If driving a LED with a series resistor, you need a voltage that is above the forward voltage of the LED at your desired operating current by a sufficient margin to account for LED variability.
Unfortunately component manufacturers often under-specify their products. In your case they give a graph for the typical forward voltage at different currents, but they only specify a maximum forward voltage at one particular current level and they don't specify a minimum forward voltage at all.
So lets try some designs. Lets say we want to aim for a 10mA forward current. That means a forward voltage of around 1.82V.
With one LED on a 5V supply, that gives us 3.18V for the resistor, and a desired resistor value of 318 ohms. Round that to the closest common value of 330 ohms.
This will be a stable but inefficient configuration, more voltage is dropped over the resistor than the LED, so variation in LED forward voltage will have little impact.
Now lets try two LEDs in series. Now 3.64V is taken by the LEDs, so that leaves only 1.36V for the resistors. Now we only need a 136 ohm resistor to limit the current.
This system will be more sensitive to variability in the LEDs and in the supply voltage, but it will probably still be ok in practice. At least for indicator LEDs there is a pretty wide range of currents that will result in acceptable brightness.

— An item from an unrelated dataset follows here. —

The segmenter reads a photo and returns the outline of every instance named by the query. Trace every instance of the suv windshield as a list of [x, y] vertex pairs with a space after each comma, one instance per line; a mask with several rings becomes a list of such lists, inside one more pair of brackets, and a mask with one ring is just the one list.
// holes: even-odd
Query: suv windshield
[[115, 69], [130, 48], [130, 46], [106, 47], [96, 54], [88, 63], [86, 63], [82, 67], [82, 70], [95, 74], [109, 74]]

With three LEDs in series we have a problem. 1.82*3 = 5.46. So with LEDs that perform typically we won't achieve our goal of 10ma, even with no resistor at all! The graph becomes hard to read at that level but it looks to me like the current will maybe be around 1mA at that voltage. This is likely to be very variable with slight changes in supply voltage and temperature and between different LEDs of the same model.